Today, Microsoft, Apple, and Google announced plans to support a common passwordless sign-in standard (known as passkeys) developed by the World Wide Web Consortium (W3C) and the FIDO Alliance.
Once implemented, these new Web Authentication (WebAuthn) credentials (aka FIDO credentials) will allow the three tech giants’ users to log in to their accounts without using a password.
Instead of using passwords, they will have the option to opt for verifying their identity using PINs or biometric authentication (fingerprint or face).
“To sign into a website on your computer, you’ll just need your phone nearby and you’ll simply be prompted to unlock it for access,” said Sampath Srinivas, Google PM Director for Secure Authentication.
“Even if you lose your phone, your passkeys will securely sync to your new phone from cloud backup, allowing you to pick up right where your old device left off.”
The new capabilities should become available across leading platforms, devices, websites, and apps operated by Microsoft, Apple, and Google platforms over the coming year.
FIDO passkey sign in (FIDO Alliance)
“These multi-device FIDO credentials, sometimes referred to as passkeys, represent a monumental step toward a world without passwords,” added Microsoft Identity Division Vice President Alex Simons.
When available, passkeys will remove the requirement of having to sign in to each app or website on every device, adding additional capabilities for more seamless passwordless sign-ins:
- Users can automatically access their passkeys on many of their devices without having to re-enroll for each account.
- With passkeys on your mobile device, you can sign in to an app or service on nearly any device, regardless of the platform or browser the device is running.

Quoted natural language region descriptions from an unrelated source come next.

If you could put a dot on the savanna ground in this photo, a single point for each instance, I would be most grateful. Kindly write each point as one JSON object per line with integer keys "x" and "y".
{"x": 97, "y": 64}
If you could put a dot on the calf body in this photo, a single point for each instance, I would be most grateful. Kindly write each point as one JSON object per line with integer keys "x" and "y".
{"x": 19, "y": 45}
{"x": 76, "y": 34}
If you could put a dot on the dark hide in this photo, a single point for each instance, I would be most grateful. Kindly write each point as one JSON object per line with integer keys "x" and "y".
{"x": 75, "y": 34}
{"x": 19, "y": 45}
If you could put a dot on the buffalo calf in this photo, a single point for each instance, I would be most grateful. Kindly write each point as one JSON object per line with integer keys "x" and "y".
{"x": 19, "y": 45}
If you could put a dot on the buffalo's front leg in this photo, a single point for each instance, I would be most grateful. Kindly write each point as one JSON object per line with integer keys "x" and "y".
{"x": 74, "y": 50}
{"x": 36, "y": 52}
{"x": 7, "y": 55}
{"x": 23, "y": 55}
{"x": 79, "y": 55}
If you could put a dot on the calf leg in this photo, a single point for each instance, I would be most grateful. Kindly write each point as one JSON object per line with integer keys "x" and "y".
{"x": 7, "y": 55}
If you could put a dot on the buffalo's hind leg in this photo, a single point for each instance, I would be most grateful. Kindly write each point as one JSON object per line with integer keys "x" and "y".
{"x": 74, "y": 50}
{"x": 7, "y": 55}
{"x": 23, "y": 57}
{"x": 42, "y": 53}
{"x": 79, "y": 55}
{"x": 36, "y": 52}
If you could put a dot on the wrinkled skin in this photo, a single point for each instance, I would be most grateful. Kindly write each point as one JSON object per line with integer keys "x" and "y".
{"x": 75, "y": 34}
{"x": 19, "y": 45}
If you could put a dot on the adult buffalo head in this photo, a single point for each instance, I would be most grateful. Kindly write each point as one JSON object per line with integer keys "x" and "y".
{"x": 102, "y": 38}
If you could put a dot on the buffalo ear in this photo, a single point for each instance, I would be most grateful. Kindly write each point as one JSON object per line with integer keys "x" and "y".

Moving away from using passwords to sign into accounts will make the web more secure since they’re the most common point of entry used by attackers to hijack online identities.
As Vasu Jakkal, Microsoft’s Corporate Vice President, Security, Compliance, Identity, and Management, revealed today, “there are 921 password attacks every second—nearly doubling in frequency over the past 12 months.”
Passwordless sign-in push
Of the three companies, Microsoft has been pushing for passwordless sign-ins across many of its platforms and services for several years now.
In December 2020, Microsoft reported that over 150 million users logged into their Azure Active Directory and Microsoft accounts without using passwords.
The company began rolling out passwordless login support for all Microsoft accounts in September, allowing its customers to log into their Microsoft accounts without using a password.
In October, the Microsoft Detection and Response Team (DART) said it detected an increase in password spray attacks targeting privileged cloud accounts and high-profile identities.
One year before, Simons revealed that password spray attacks were among the most popular authentication attacks, as they were behind over a third of enterprise account compromises.
“I applaud the commitment of our private sector partners to open standards that add flexibility for the service providers and a better user experience for customers,” said CISA Director Jen Easterly.
“Today is an important milestone in the security journey to encourage built-in security best practices and help us move beyond passwords.”